The patients were grouped according to GFR quartiles (Q1 to Q4 groups), Q1 group: ≥107.4 mL·min-1· (1.73 m2) -1 (n=67), Q2 group: 99.7-107.3 mL·min-1· (1.73 m2) -1 (n=67), Q3 group: 88.6-99.6 mL·min-1· (1.73 m2) -1 (n=67) and Q4 group: ≤88.5 mL·min-1· (1.73 m2) -1 (n=67), and the proportion of APA in each group was 47.8% (32/67), 53.7% (36/67), 58.2% (39/67) and 71.6% (48/67).
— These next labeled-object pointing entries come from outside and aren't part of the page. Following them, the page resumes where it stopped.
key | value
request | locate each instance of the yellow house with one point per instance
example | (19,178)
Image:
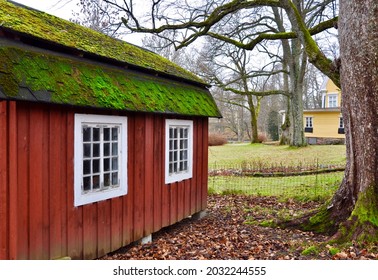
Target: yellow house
(325,125)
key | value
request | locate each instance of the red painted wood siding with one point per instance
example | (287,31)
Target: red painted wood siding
(37,216)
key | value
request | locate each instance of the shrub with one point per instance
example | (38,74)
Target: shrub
(216,139)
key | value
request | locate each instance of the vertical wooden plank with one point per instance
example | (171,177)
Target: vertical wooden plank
(74,214)
(65,183)
(199,163)
(13,180)
(173,203)
(205,165)
(181,200)
(166,188)
(104,227)
(23,192)
(56,159)
(187,194)
(36,175)
(158,171)
(45,186)
(4,219)
(139,182)
(194,180)
(149,170)
(90,231)
(116,223)
(128,199)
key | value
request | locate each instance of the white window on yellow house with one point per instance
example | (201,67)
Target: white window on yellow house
(341,126)
(309,127)
(332,101)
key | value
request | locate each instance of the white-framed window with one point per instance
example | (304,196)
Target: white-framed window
(178,150)
(100,158)
(332,100)
(309,122)
(341,122)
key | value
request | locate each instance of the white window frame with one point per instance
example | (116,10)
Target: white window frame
(332,100)
(82,197)
(309,122)
(341,122)
(171,177)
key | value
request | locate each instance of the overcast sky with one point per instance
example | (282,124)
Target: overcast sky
(62,8)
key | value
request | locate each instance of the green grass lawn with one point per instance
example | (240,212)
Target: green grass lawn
(273,154)
(304,188)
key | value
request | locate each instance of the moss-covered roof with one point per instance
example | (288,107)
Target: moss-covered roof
(28,74)
(43,26)
(42,73)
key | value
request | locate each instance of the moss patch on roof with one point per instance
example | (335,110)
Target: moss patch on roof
(35,76)
(47,27)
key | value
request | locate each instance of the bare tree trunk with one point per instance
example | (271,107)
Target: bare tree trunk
(355,205)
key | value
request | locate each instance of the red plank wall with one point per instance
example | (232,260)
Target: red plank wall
(37,216)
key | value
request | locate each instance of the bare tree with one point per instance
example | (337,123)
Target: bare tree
(100,16)
(231,68)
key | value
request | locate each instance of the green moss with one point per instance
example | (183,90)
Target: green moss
(312,250)
(333,251)
(362,225)
(320,222)
(77,82)
(47,27)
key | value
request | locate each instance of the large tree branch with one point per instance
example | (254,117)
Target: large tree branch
(315,55)
(274,36)
(258,93)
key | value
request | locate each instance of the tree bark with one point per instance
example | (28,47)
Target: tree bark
(353,211)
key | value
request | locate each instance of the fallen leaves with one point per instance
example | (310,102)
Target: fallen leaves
(227,233)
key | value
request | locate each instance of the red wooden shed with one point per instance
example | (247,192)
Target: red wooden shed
(101,142)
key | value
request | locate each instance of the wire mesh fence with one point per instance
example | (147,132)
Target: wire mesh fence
(296,181)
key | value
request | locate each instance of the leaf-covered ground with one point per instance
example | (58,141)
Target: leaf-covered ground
(233,229)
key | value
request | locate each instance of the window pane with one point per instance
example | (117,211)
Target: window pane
(87,150)
(115,178)
(96,166)
(175,144)
(87,167)
(86,134)
(114,133)
(185,133)
(184,155)
(87,183)
(115,163)
(114,149)
(96,150)
(106,164)
(96,134)
(175,167)
(106,149)
(96,182)
(106,133)
(106,180)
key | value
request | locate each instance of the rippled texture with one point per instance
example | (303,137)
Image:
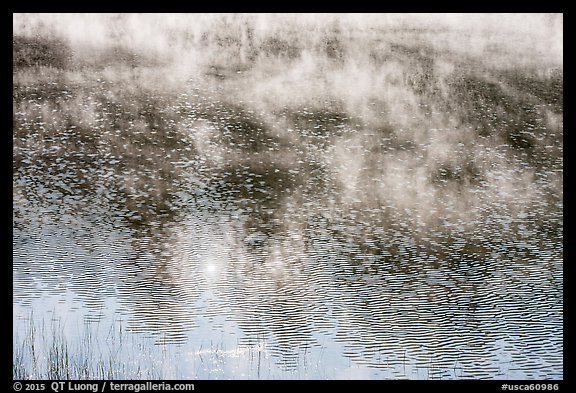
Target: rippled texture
(399,218)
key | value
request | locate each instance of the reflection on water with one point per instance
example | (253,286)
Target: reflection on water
(307,241)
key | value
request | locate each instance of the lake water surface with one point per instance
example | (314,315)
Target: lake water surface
(201,231)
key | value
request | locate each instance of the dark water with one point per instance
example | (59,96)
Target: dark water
(188,234)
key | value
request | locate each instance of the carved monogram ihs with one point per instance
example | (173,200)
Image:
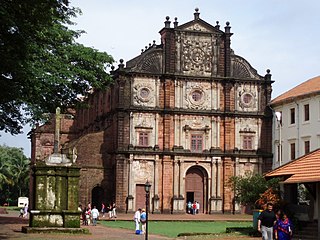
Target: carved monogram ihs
(197,56)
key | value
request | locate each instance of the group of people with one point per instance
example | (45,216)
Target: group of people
(140,217)
(91,215)
(193,208)
(110,210)
(24,211)
(273,225)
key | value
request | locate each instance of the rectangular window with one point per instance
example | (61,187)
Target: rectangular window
(247,143)
(306,112)
(292,116)
(143,139)
(306,147)
(292,151)
(196,143)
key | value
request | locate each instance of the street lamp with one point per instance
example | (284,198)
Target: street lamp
(278,116)
(147,187)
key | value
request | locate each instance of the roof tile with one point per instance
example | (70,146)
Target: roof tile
(303,169)
(306,88)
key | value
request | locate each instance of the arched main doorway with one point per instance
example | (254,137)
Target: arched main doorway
(196,187)
(97,197)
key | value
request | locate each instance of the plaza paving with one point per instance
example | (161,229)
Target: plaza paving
(11,227)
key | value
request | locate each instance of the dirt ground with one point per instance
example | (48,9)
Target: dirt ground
(11,226)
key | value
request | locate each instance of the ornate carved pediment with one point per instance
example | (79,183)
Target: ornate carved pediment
(200,26)
(240,68)
(150,62)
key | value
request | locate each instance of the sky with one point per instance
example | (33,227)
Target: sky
(280,35)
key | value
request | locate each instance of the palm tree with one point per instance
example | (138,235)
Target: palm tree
(14,173)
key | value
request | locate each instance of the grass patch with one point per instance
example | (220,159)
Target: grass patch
(173,229)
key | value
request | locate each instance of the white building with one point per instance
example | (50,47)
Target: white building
(297,122)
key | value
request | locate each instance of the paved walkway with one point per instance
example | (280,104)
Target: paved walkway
(11,227)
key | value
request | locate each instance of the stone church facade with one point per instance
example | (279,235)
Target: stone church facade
(186,115)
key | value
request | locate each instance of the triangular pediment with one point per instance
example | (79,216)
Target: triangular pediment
(200,26)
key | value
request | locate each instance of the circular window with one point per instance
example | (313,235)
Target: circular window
(196,95)
(144,93)
(247,98)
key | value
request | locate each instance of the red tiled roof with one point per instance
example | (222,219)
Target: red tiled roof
(308,87)
(303,169)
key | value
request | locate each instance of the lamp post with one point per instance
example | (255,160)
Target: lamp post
(279,115)
(147,187)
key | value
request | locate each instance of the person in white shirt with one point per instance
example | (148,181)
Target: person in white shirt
(94,215)
(137,220)
(198,207)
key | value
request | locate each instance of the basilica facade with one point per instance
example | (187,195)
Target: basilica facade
(185,115)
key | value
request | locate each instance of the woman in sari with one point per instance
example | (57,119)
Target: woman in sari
(283,227)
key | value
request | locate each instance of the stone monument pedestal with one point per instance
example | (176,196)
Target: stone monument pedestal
(55,194)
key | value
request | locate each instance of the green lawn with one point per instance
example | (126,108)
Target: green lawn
(172,229)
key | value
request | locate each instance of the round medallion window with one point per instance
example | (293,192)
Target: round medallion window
(196,95)
(247,98)
(144,93)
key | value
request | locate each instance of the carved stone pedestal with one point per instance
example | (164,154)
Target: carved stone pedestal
(178,205)
(215,205)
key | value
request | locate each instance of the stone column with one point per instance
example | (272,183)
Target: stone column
(213,189)
(219,199)
(130,198)
(156,199)
(178,200)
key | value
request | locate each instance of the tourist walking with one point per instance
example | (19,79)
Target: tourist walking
(266,221)
(114,207)
(136,219)
(143,220)
(94,215)
(25,210)
(194,208)
(198,207)
(110,211)
(103,209)
(88,216)
(283,227)
(189,207)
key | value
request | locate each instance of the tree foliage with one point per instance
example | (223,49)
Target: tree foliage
(14,174)
(41,65)
(250,187)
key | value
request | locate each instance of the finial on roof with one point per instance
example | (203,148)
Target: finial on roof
(196,14)
(227,27)
(167,22)
(121,65)
(175,24)
(268,75)
(217,26)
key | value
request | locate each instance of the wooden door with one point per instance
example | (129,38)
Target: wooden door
(140,197)
(195,185)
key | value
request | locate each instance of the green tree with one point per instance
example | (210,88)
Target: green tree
(248,188)
(14,174)
(41,65)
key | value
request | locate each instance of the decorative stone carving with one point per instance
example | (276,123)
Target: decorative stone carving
(151,63)
(247,97)
(198,27)
(196,55)
(143,94)
(198,96)
(242,69)
(143,170)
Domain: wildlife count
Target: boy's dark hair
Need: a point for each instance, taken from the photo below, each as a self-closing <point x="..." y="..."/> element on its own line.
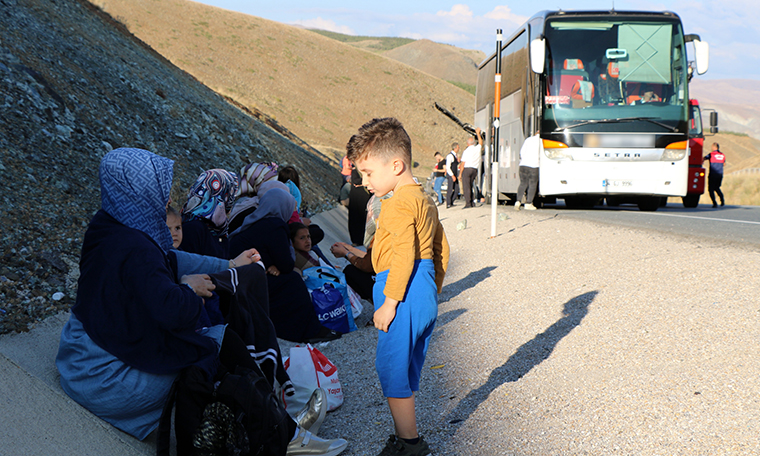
<point x="294" y="228"/>
<point x="289" y="173"/>
<point x="171" y="211"/>
<point x="383" y="138"/>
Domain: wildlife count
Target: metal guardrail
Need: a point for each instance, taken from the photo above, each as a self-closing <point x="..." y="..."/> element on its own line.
<point x="746" y="171"/>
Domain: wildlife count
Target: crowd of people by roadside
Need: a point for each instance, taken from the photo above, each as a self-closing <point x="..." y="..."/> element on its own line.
<point x="213" y="282"/>
<point x="211" y="285"/>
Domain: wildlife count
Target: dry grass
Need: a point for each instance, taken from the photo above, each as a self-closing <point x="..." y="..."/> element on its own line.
<point x="739" y="189"/>
<point x="318" y="88"/>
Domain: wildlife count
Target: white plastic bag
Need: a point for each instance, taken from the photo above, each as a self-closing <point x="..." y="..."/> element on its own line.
<point x="310" y="369"/>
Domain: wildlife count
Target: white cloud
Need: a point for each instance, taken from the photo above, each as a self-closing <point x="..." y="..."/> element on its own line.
<point x="503" y="13"/>
<point x="458" y="11"/>
<point x="325" y="24"/>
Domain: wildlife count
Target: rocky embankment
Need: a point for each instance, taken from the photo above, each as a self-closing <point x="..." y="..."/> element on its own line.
<point x="75" y="84"/>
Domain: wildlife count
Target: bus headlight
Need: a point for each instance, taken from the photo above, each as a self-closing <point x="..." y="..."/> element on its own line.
<point x="675" y="151"/>
<point x="556" y="150"/>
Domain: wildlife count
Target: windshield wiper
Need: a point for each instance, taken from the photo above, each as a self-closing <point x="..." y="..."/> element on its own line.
<point x="623" y="119"/>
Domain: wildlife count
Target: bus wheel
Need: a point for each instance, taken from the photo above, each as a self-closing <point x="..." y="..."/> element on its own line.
<point x="649" y="203"/>
<point x="581" y="202"/>
<point x="691" y="201"/>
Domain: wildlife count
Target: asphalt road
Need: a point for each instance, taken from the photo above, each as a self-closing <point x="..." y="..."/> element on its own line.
<point x="733" y="224"/>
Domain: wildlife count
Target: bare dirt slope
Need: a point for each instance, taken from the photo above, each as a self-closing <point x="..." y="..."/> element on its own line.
<point x="74" y="85"/>
<point x="736" y="100"/>
<point x="741" y="151"/>
<point x="320" y="89"/>
<point x="441" y="60"/>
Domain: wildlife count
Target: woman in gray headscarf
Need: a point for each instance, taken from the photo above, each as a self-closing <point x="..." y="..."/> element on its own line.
<point x="290" y="307"/>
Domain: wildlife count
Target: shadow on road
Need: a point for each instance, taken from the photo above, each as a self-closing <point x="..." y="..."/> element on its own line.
<point x="528" y="356"/>
<point x="448" y="317"/>
<point x="475" y="277"/>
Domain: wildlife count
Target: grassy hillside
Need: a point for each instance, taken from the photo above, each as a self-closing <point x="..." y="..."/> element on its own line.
<point x="320" y="89"/>
<point x="371" y="43"/>
<point x="450" y="63"/>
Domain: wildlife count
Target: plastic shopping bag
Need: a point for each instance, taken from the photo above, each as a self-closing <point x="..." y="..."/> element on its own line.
<point x="310" y="369"/>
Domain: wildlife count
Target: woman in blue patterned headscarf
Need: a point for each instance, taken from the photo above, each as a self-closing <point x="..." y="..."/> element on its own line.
<point x="205" y="214"/>
<point x="133" y="327"/>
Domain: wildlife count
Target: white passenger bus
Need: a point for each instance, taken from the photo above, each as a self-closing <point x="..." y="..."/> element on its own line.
<point x="581" y="77"/>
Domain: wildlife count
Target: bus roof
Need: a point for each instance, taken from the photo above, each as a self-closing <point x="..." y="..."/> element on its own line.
<point x="543" y="16"/>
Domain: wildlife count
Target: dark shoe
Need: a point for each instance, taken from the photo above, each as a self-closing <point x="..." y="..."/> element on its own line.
<point x="325" y="335"/>
<point x="398" y="447"/>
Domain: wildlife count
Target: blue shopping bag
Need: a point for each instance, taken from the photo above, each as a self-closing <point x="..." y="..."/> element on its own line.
<point x="329" y="294"/>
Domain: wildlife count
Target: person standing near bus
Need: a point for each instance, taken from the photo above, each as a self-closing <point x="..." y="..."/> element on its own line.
<point x="440" y="174"/>
<point x="529" y="156"/>
<point x="470" y="164"/>
<point x="715" y="179"/>
<point x="452" y="170"/>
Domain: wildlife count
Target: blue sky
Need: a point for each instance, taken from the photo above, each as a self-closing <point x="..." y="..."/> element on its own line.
<point x="728" y="26"/>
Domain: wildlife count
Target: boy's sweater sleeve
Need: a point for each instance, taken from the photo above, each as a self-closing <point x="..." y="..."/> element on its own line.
<point x="440" y="256"/>
<point x="400" y="226"/>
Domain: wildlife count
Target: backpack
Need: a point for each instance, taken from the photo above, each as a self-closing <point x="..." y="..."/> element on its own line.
<point x="238" y="415"/>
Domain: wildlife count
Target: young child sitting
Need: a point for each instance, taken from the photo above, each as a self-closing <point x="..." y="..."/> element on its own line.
<point x="410" y="254"/>
<point x="174" y="222"/>
<point x="301" y="239"/>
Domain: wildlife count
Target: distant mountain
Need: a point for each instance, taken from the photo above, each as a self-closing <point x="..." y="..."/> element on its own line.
<point x="736" y="100"/>
<point x="458" y="66"/>
<point x="450" y="63"/>
<point x="320" y="89"/>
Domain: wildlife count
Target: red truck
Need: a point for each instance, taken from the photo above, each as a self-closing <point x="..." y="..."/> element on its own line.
<point x="696" y="144"/>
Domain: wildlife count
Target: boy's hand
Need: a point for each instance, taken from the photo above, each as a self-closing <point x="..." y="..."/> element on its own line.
<point x="385" y="314"/>
<point x="200" y="283"/>
<point x="247" y="257"/>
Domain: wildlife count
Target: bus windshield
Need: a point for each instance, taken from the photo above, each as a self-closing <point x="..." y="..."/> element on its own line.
<point x="615" y="74"/>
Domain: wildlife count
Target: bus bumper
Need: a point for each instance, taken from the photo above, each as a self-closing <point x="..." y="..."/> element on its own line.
<point x="568" y="177"/>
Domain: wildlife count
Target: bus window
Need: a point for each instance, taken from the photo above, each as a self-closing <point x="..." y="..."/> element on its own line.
<point x="617" y="67"/>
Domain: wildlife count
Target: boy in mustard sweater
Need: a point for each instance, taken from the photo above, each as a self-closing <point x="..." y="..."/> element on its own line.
<point x="410" y="254"/>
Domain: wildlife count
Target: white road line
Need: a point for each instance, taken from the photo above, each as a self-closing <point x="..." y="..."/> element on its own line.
<point x="708" y="218"/>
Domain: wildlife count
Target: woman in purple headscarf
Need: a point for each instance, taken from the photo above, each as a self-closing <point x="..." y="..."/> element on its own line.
<point x="205" y="214"/>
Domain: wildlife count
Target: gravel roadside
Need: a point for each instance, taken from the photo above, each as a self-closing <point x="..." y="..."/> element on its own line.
<point x="568" y="337"/>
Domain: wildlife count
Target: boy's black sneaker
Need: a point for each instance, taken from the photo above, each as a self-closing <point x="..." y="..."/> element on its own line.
<point x="398" y="447"/>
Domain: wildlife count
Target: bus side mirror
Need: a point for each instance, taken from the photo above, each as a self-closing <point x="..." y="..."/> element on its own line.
<point x="537" y="55"/>
<point x="713" y="122"/>
<point x="701" y="55"/>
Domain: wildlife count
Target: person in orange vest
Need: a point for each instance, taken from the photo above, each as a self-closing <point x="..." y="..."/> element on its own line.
<point x="715" y="179"/>
<point x="345" y="170"/>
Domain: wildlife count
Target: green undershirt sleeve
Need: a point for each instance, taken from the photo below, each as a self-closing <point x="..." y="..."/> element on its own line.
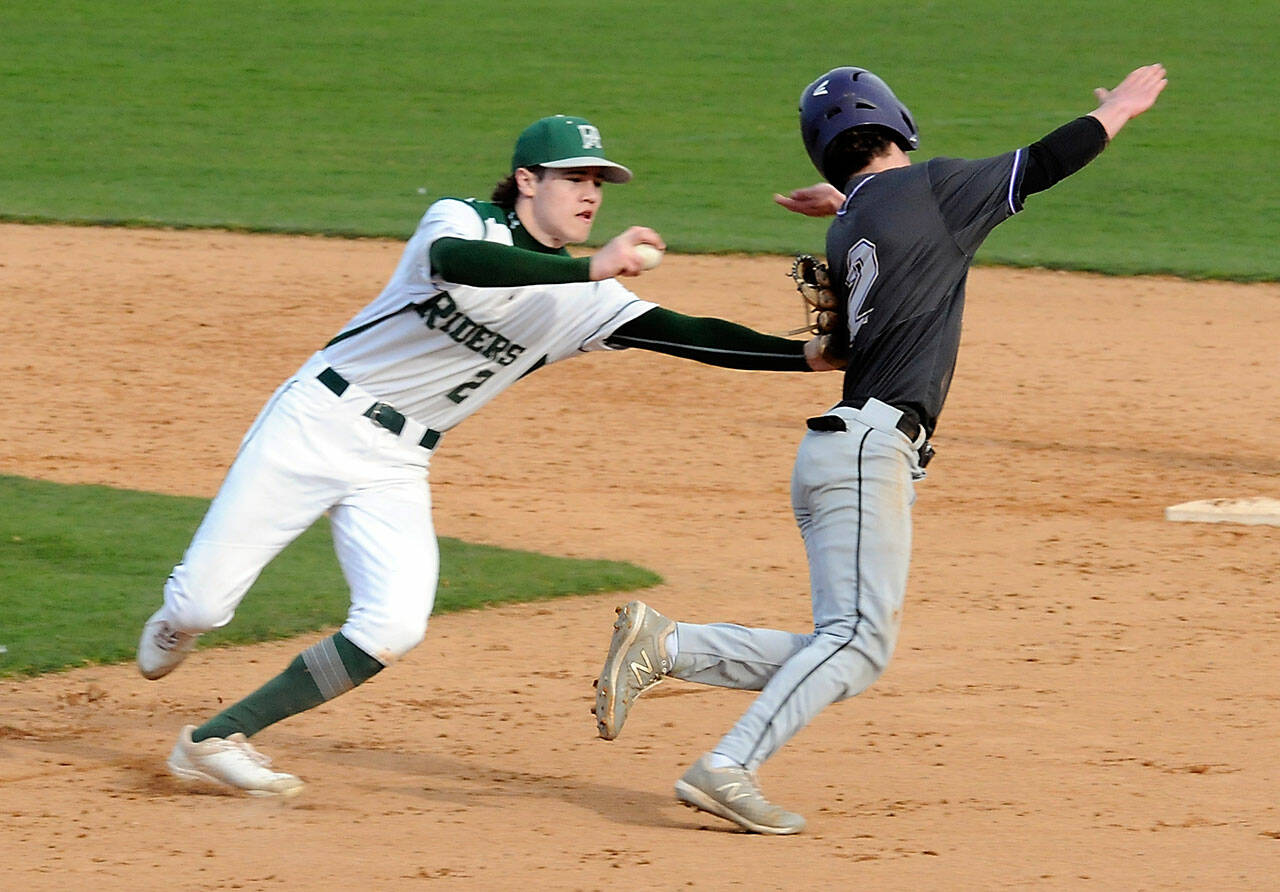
<point x="712" y="341"/>
<point x="492" y="265"/>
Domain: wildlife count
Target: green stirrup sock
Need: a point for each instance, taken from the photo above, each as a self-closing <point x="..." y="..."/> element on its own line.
<point x="321" y="672"/>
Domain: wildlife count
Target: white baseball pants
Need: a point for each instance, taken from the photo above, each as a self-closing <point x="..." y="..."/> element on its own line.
<point x="310" y="452"/>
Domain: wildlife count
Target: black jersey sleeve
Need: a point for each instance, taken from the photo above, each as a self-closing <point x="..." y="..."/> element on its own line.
<point x="1057" y="155"/>
<point x="712" y="341"/>
<point x="976" y="196"/>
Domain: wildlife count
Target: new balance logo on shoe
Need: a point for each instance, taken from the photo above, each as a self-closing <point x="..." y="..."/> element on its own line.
<point x="731" y="792"/>
<point x="643" y="671"/>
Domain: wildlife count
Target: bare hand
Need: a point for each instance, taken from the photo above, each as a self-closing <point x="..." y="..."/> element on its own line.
<point x="814" y="353"/>
<point x="618" y="256"/>
<point x="1130" y="97"/>
<point x="818" y="200"/>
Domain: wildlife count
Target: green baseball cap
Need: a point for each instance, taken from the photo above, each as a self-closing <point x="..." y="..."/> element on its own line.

Logistic regression trend test suggested that the risk of APA tended to increase as GFR levels decreased (P<0.05). Multivariate Logistic regression analysis showed that systolic blood pressure >160 mmHg (OR=5.209, 95%CI=2.531-10.720), hypertension duration≥59 months (OR=4.326, 95%CI=1.950-9.595), blood potassium<3.25mmol/L (OR=4.714, 95%CI=2.046-10.860), GFR[Q4 gourp: ≤88.5 mL·min-1· (1.73 m2) -1] (OR=4.106, 95%CI=1.492-11.300), basal aldosterone>13.42 ng/dL (OR=8.756, 95%CI=4.320-17.749) were independent risk factors for the occurrence of APA (P<0.050). The Nomogram prediction model was constructed based on the above variables of multivariate regression with an AUC of 0.898 (95%CI=0.859-0.936) and a C-index of 0.898, indicating a good prediction accuracy. The Hosmer-Lemeshow test showed that the model had a good fit (χ2=14.059, P=0.080). The model had a significant predictive efficacy at prediction probability thresholds of 0.10 to 0.90.

Conclusion

The risk of APA prevalence tends to increase with decreasing GFR levels. The APA prediction model constructed based on five factors, including systolic blood pressure, hypertension course, blood potassium, GFR quartile grouping and basal aldosterone, has good predictability, consistency and clinical practicality, which can help identify APA and contribute to clinical decision making.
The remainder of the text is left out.